Esta situación se vuelve aún más compleja en sociedades contemporáneas, funcionalmente diferenciadas, como las describe Niklas Luhmann. En tales sociedades, la organización social gira en torno a subsistemas autónomos—como la política, la economía o la ciencia—que operan bajo su propia lógica y criterios de legitimidad. En este contexto, las clases no desaparecen, pero su función estructurante disminuye a medida que cada sistema produce sus propias jerarquías. Así, aunque formalmente cualquier individuo puede aspirar a una posición académica o política, el acceso a la cima de estos campos está mediado por redes de influencia y capital simbólico, así como por la capacidad de internalizar las reglas específicas de cada área funcional.

Con cierta claridad sobre los aspectos fundamentales de esta discusión, es pertinente cuestionar la noción de clase que subyace en la propuesta de Winter. Si su interpretación se alinea con la tradición marxista, vale la pena preguntar cómo planea transformar las relaciones de producción en un horizonte de cuatro años sin desencadenar una profunda crisis económica. Si, en cambio, su énfasis se encuentra en las dimensiones simbólicas y culturales, es razonable observar las trayectorias de quienes encarnan el proyecto del Frente Amplio, ya que también reproducen estilos de vida y prácticas que perpetúan las jerarquías sociales. Finalmente, si su objetivo es resolver las contradicciones inherentes en las clases medias, vale la pena recordar que la estrategia promovida por su sector durante el proceso constitucional de 2022 profundizó esas fracturas y contribuyó a su derrota electoral.

Además, es necesario examinar las promesas de eficiencia que Winter asocia con la disolución de las clases sociales. Si su referencia es el socialismo real, es imperativo una discusión sobre las consecuencias autoritarias que históricamente acompañan la centralización del poder invocando la igualdad. Si, por el contrario, su inspiración proviene del modelo escandinavo—que Winter parece invocar—entonces la aspiración no es eliminar las clases, sino construir un estado capaz de contener sus efectos más disruptivos y desmantelar jerarquías que arriesgan la legitimidad de un orden social funcionalmente diferenciado, que está en la base de su desarrollo y eficiencia. Incluso en el caso paradigmático de China, su rápido desarrollo coincide con un proceso de restauración del estatus de muchas élites prerrevolucionarias, socavando cualquier pretensión de igualdad estructural.

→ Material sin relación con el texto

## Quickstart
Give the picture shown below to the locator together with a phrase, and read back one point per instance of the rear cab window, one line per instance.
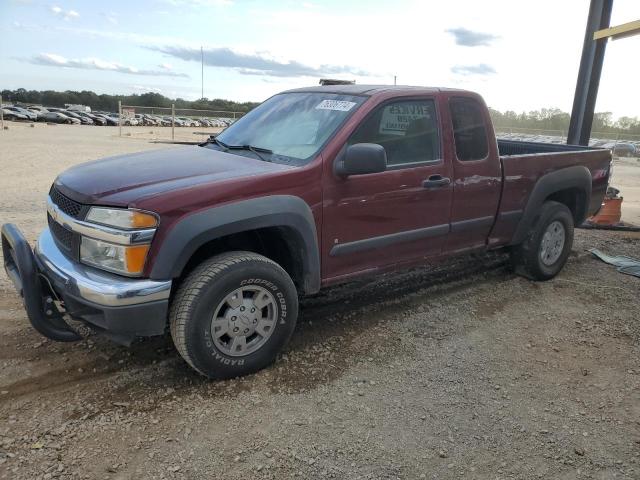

La trivialización de esta discusión no solo erosiona la calidad del debate público, sino que también alimenta expectativas poco claras. Nos arrastra a una lucha quijotesca contra un concepto que es solo una cara de la desigualdad en una sociedad funcionalmente diferenciada. Si su anhelo de mayor igualdad es genuino, debería aclarar las condiciones que harían viable un horizonte de mayor igualdad sin caer en simplificaciones que, lejos de invitar, desconciertan incluso a aquellos que ven la desigualdad como un problema relevante. Sería lamentable que, por ignorancia o cálculo electoral, termine renunciando a sus sueños con la misma facilidad con que vinculó la llegada de "trenes eléctricos, mejores trabajos y baterías de litio" al fin de las clases sociales. Porque ya hemos tenido suficiente de ese tipo de gimnasia retórica.